|
|
Created:
4 years, 11 months ago by bacek_yandex Modified:
4 years, 10 months ago CC:
chromium-reviews, cbentzel+watch_chromium.org Base URL:
https://chromium.googlesource.com/chromium/src.git@master Target Ref:
refs/pending/heads/master Project:
chromium Visibility:
Public. |
DescriptionWhen URLRequestHttpJob processing cached response with GetDictionary header we already have seen the header in SdchOwner.

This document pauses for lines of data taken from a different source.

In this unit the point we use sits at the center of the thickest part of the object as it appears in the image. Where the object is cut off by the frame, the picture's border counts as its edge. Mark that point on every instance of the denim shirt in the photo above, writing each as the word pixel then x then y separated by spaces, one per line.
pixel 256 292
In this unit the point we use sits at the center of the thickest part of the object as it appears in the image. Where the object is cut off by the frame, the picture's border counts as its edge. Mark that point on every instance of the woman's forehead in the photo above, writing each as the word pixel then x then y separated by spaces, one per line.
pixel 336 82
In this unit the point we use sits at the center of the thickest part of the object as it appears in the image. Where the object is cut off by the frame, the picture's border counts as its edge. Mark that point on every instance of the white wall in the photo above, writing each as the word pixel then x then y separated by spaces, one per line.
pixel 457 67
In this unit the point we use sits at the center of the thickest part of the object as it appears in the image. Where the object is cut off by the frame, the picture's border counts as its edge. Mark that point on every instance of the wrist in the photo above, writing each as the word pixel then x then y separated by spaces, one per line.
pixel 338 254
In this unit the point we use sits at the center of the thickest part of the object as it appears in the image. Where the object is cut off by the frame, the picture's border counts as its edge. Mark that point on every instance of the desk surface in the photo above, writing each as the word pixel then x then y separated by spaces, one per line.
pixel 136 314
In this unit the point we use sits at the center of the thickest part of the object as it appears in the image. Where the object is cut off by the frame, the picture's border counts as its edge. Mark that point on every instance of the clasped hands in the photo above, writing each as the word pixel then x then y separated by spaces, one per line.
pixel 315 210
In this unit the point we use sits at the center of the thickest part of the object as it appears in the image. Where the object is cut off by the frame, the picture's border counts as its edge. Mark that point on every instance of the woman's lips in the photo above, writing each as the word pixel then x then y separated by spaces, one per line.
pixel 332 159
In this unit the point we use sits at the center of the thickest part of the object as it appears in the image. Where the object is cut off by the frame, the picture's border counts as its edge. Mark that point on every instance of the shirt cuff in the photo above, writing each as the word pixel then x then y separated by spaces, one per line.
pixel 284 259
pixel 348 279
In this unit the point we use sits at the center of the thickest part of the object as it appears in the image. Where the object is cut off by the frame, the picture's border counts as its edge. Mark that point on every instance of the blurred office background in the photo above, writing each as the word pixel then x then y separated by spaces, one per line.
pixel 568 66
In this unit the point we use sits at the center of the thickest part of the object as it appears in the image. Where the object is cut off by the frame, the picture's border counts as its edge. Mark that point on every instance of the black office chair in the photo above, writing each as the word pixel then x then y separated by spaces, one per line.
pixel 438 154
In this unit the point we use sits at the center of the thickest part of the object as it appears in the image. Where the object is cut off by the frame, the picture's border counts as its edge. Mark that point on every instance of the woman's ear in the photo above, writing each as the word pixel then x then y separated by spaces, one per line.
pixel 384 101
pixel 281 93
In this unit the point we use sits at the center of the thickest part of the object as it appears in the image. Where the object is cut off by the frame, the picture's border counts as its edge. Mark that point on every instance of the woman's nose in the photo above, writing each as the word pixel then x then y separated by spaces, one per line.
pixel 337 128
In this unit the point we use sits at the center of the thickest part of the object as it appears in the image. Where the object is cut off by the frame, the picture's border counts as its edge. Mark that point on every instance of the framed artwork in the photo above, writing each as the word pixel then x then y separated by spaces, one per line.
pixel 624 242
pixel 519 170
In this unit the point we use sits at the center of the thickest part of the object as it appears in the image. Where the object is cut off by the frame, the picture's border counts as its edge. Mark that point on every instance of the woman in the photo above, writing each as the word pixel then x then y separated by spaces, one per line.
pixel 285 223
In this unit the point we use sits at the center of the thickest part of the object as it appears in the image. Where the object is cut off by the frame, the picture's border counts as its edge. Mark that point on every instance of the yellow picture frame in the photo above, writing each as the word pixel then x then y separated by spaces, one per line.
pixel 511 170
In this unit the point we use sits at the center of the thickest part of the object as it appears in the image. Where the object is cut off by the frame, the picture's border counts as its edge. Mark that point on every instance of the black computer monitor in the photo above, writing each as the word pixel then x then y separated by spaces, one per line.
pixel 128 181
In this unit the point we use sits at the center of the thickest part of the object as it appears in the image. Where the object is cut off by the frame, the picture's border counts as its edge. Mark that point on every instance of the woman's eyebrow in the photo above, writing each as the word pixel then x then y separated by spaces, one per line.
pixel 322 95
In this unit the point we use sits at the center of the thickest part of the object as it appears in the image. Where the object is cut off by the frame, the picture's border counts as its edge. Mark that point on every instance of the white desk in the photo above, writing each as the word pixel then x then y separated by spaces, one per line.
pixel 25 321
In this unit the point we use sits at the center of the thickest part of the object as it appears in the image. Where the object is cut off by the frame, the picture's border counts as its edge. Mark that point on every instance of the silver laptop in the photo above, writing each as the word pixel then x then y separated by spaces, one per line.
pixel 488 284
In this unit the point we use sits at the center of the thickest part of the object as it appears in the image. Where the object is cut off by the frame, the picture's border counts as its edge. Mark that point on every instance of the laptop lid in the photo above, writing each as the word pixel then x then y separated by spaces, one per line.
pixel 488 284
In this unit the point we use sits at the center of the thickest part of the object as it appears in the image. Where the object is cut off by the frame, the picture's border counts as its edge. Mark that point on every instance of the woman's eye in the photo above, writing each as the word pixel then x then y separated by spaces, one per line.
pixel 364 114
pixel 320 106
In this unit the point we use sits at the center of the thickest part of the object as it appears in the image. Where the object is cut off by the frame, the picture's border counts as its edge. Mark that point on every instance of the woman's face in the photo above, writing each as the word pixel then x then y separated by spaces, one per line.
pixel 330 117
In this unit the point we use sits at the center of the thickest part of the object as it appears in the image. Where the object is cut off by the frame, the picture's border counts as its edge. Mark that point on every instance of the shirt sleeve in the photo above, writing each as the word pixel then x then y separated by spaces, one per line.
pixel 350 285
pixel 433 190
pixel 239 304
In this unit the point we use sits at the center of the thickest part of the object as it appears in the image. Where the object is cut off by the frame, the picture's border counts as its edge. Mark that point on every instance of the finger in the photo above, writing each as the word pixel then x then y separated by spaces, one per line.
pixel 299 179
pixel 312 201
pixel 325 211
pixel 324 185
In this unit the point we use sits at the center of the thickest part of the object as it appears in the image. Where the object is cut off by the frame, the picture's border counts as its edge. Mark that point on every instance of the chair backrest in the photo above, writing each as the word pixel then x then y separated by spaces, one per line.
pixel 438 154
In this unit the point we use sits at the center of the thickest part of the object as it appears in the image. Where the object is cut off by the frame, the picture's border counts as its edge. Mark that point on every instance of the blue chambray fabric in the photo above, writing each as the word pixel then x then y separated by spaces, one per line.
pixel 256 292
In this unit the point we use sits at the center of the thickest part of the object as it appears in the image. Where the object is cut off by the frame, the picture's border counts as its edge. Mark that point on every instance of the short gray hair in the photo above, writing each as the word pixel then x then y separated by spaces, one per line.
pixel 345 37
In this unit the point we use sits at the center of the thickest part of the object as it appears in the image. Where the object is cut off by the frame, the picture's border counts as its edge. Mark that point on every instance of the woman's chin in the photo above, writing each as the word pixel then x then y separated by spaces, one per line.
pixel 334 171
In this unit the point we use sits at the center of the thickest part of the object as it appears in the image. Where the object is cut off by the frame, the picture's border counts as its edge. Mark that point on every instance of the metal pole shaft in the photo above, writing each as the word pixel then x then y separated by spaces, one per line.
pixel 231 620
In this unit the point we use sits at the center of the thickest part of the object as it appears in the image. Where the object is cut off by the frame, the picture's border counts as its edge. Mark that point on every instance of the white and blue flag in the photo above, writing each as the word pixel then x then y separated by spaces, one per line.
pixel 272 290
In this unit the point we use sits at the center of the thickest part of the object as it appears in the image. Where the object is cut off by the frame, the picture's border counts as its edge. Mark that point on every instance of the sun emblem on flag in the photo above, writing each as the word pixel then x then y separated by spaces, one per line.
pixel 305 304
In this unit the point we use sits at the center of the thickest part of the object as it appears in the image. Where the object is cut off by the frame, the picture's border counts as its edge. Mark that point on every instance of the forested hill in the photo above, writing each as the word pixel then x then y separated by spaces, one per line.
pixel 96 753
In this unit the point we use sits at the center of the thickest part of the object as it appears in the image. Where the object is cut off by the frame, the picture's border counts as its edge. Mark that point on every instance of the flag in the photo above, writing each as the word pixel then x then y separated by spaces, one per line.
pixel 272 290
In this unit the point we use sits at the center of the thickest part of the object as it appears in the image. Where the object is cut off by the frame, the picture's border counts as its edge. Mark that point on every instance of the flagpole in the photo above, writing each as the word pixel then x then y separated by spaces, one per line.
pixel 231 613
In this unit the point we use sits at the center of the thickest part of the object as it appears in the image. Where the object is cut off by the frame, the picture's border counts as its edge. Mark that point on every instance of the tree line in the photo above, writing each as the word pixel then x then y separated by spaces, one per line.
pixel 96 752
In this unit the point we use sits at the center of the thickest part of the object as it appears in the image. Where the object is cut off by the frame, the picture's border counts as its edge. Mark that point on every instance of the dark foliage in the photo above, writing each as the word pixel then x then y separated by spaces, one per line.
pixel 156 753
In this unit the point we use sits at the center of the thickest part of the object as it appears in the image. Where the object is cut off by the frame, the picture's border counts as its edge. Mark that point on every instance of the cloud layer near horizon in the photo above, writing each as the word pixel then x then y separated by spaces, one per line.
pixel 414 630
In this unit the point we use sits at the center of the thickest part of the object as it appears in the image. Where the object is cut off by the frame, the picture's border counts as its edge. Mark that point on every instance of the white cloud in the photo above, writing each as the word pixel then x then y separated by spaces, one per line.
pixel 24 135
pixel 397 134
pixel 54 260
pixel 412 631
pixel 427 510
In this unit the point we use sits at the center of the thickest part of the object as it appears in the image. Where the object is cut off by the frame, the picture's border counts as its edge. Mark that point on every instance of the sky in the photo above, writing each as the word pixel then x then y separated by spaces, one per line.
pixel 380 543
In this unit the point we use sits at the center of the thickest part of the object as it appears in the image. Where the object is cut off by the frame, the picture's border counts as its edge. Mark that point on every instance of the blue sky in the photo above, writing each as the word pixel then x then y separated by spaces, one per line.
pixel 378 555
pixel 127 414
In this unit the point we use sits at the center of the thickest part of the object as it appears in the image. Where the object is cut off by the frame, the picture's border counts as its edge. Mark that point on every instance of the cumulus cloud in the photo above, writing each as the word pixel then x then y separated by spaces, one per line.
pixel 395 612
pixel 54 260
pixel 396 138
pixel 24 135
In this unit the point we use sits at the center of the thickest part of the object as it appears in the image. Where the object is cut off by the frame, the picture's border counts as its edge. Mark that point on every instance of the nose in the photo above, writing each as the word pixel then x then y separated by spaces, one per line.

So just ignore it.
R=rdsmith@chromium.org
Committed: https://crrev.com/41dc425d047c421c46d35b42587d71da6df37283
Cr-Commit-Position: refs/heads/master@{#372192}
Patch Set 1 #Patch Set 2 : Fix compilation #Patch Set 3 : Don't download SDCH Dictionaries for cached responses #
Total comments: 1
Patch Set 4 : Test added #Messages
Total messages: 26 (5 generated)
So as I read the CL, the functional change is that, if a Get-Dictionary is seen from reading a request from cache, the dictionary is still fetched, but only from the cache; if it's not in the cache, no network request is generated. Presuming I understand correctly, I'm not sure it's the right behavior. I can see an argument that the dictionary shouldn't be fetched at all; after all, it was presumably fetched when the entry was loaded from the network, and after that point, whether it sticks around should be based on whether it's being *used*. Alternatively, if the entry keeps being fetched from the cache, that indicates to me that the web site is being revisited often, and thus that the dictionary should be fetched. I think I lean more towards the first argument, which suggests to me that the OnGetDictionary signal shouldn't be raised if the entry it is seen in is a cached entry. Would you be willing to shift this CL over to behaving in that fashion?

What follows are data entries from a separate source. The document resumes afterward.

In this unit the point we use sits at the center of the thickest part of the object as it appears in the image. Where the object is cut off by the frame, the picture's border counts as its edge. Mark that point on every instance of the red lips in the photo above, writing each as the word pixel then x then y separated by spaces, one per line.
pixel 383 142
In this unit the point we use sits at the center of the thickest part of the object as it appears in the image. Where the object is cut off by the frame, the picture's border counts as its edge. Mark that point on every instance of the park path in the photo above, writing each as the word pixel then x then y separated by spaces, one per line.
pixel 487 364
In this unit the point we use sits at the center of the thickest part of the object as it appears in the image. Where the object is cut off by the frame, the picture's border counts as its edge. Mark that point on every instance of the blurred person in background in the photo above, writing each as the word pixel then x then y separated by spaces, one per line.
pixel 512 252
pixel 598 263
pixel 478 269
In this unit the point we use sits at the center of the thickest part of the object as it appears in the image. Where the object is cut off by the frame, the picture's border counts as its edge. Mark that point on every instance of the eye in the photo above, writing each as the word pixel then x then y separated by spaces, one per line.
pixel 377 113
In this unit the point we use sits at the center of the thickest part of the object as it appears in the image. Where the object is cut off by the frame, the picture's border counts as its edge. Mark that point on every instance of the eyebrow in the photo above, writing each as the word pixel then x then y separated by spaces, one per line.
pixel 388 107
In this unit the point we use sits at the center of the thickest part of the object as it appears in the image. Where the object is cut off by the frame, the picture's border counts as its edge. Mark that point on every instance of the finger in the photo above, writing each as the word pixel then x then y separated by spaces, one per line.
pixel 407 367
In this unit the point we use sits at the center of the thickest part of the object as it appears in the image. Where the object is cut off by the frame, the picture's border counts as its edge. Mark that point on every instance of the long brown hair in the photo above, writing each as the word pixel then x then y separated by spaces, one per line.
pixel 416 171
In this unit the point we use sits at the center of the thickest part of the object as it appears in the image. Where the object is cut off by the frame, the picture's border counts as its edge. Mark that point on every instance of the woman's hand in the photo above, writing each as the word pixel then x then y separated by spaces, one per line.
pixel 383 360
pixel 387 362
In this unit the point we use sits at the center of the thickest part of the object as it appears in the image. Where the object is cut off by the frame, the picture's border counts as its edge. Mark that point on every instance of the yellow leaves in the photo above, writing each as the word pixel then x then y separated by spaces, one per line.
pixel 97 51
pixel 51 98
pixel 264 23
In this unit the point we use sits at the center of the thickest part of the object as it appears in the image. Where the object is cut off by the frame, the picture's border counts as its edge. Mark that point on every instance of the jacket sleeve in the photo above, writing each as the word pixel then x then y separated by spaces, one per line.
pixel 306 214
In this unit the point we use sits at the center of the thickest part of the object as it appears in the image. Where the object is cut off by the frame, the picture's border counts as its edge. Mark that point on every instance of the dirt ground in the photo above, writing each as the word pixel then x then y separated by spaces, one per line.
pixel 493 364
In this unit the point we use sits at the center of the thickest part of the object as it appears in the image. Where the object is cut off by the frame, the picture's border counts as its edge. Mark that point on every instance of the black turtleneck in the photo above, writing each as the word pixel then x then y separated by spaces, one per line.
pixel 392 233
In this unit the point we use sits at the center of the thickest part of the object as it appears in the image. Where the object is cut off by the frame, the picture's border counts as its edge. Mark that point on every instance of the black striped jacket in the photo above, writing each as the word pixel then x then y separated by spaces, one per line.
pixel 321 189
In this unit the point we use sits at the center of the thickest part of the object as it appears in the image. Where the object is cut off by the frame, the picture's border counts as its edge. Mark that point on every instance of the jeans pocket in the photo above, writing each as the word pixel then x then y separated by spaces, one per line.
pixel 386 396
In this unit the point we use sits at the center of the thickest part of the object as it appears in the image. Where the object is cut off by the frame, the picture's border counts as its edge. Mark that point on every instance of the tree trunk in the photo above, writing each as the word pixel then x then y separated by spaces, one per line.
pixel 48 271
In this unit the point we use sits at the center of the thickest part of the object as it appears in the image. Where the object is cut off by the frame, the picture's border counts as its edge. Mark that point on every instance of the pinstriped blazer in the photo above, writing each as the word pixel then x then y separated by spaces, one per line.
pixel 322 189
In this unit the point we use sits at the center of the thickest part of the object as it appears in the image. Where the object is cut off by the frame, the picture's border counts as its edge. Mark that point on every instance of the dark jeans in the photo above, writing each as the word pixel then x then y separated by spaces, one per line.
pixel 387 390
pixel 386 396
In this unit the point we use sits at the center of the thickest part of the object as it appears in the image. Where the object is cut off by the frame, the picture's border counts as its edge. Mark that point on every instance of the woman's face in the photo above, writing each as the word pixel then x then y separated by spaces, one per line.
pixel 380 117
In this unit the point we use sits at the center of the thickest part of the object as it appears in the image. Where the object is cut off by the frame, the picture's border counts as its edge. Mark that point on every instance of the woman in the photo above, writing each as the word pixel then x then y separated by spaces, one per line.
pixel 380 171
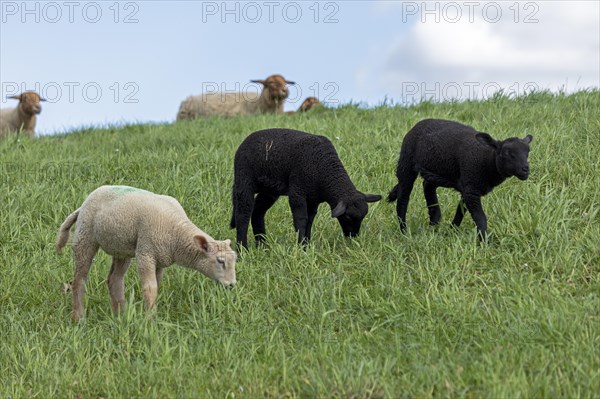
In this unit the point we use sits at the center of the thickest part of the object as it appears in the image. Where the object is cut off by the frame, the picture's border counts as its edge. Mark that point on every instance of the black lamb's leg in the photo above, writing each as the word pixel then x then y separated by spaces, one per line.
pixel 433 206
pixel 244 203
pixel 312 212
pixel 262 203
pixel 473 203
pixel 460 213
pixel 406 182
pixel 300 215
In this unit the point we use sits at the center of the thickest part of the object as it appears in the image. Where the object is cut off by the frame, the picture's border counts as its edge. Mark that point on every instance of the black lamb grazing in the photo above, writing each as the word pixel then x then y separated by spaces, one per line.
pixel 450 154
pixel 303 166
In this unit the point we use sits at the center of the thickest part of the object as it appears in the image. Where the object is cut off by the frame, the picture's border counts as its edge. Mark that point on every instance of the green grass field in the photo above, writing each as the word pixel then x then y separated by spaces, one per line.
pixel 432 313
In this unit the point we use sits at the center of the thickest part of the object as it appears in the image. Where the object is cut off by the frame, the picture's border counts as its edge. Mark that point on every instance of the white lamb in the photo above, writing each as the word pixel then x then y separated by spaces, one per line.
pixel 23 116
pixel 127 222
pixel 270 100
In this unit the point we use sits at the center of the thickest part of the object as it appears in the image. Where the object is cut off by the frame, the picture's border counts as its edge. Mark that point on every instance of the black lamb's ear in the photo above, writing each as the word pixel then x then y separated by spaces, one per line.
pixel 486 139
pixel 339 210
pixel 372 197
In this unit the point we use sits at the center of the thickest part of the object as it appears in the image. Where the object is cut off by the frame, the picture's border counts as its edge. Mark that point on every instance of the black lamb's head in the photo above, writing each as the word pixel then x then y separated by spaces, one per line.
pixel 351 211
pixel 511 155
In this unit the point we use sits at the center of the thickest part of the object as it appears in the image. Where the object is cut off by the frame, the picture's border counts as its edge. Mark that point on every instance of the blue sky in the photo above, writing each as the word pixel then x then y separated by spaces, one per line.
pixel 108 62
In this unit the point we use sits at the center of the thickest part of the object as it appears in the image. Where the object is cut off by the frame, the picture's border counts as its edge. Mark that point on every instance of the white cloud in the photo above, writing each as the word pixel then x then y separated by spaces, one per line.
pixel 473 50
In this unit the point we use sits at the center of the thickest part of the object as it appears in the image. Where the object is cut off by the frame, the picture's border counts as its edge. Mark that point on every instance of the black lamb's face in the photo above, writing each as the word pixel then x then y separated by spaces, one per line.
pixel 350 213
pixel 512 157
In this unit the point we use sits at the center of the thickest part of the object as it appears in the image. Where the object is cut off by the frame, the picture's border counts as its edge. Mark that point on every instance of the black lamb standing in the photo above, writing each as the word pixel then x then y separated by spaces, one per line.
pixel 450 154
pixel 303 166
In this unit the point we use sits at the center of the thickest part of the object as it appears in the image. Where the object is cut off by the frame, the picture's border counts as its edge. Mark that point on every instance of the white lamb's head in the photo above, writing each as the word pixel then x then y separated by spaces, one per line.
pixel 29 102
pixel 218 262
pixel 275 88
pixel 308 103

On 2016/01/11 02:42:04, Randy Smith - Not in Fridays wrote: > So as I read the CL, the functional change is that, if a Get-Dictionary is seen > from reading a request from cache, the dictionary is still fetched, but only > from the cache; if it's not in the cache, no network request is generated. Yes, this is correct. > Presuming I understand correctly, I'm not sure it's the right behavior. I can > see an argument that the dictionary shouldn't be fetched at all; after all, it > was presumably fetched when the entry was loaded from the network, and after > that point, whether it sticks around should be based on whether it's being > *used*. Alternatively, if the entry keeps being fetched from the cache, that > indicates to me that the web site is being revisited often, and thus that the > dictionary should be fetched. > > I think I lean more towards the first argument, which suggests to me that the > OnGetDictionary signal shouldn't be raised if the entry it is seen in is a > cached entry. Would you be willing to shift this CL over to behaving in that > fashion? There is a slight problem with this approach. Currently we have 4+% of Sdch3.ResponseCorruptionDetected.Cached:RESPONSE_NO_DICTIONARY errors. Which means that we have cached response without loaded dictionary. OTOH, Sdch3.ProblemCodes_5:DICTIONARY_PREVIOUSLY_SCHEDULED_TO_DOWNLOAD stats shows that we are trying to load Dictionaries too often. With my CL I'm trying to reduce latter one. And for former one I'm looking at idea of getting rid of "meta-refresh workaround to reload html resource" and implement kind of full proper reloading bypassing cache.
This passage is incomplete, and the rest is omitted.